Sylvas, Mira’s started voice warned from within his head, only to be abruptly quieted by Strife’s guttural roar from within.
“I’ve had a lot of time to think about what I was going to do to you if I ever caught up to you,” he said, all while tightening his grip. “All the pain I was going to inflict, so you’d know a fraction of what you’d caused.”
Bael’s eyes bulged in his head. “You… are my friend…”
The words prompted Sylvas to slam the elf down into the deck with enough force to cause it to buckle. “Friends don’t betray each other. Friends don’t kill each other.”
Bael gasped and writhed from the impact, his replacement hand coming up to grasp Sylvas’. “You have always been my friend, from the beginning—”

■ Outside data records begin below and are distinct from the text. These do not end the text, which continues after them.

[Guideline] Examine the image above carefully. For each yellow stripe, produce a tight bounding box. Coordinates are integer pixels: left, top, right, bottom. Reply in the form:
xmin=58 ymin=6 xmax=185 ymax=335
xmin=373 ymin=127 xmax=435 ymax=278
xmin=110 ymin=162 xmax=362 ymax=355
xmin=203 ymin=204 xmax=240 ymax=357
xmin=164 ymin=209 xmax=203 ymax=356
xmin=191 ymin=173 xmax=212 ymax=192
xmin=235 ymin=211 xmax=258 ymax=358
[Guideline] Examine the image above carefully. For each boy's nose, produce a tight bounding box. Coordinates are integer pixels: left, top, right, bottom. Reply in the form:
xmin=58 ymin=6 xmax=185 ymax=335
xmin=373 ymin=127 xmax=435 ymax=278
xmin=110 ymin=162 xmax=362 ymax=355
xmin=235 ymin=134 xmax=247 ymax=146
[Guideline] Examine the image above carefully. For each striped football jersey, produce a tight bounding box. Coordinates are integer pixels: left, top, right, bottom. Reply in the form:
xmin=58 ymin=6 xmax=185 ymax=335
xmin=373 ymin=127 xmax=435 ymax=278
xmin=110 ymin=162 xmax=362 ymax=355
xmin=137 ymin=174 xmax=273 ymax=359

Sylvas’ fist brutally smashed into the side of the elf’s face, yet only arrived with enough force to daze and injure, rather than crush it completely. “You turned on us!”
“I turned on the Ardent. The Empyrean. Not you. Never you.” There was something deeply unsettling in the way he said that. An awe for the man who had just carved a bloody path through his ship and beaten him bloody. “I had no opportunity to get you alone. To tell you the truth about all of this. Somewhere we weren’t being constantly observed by the eyes of the Ardent. I tried to take you with me on Strife.”
“What could you possibly tell me that would make any, let alone all, of this alright?!” Sylvas shouted back.
“The Ardent… the Empyrean… they aren’t the heroes you seem to think they are. They’re one faction among hundreds, all vying for power. All of them ignoring the truth.”
Sylvas wanted to hit him again. Wanted to keep hitting him until his teeth fell out and his mouth filled with so much blood that he started to drown. In fact, he saw himself doing it as visions of the future started to play across his mind, each and every one of them looking more appealing than the last.
Save one.
Sylvas, Mira whispered as her presence returned, and with it caused all of the other futures to vanish. What if he knows something? Something about what is happening to the galaxy?
It was the only thing that could have stopped Sylvas and his vengeance. The need to know, to understand what was going on, was overpowering even his bloodlust. Even so, he gritted his teeth as he growled the words out: “What truth?”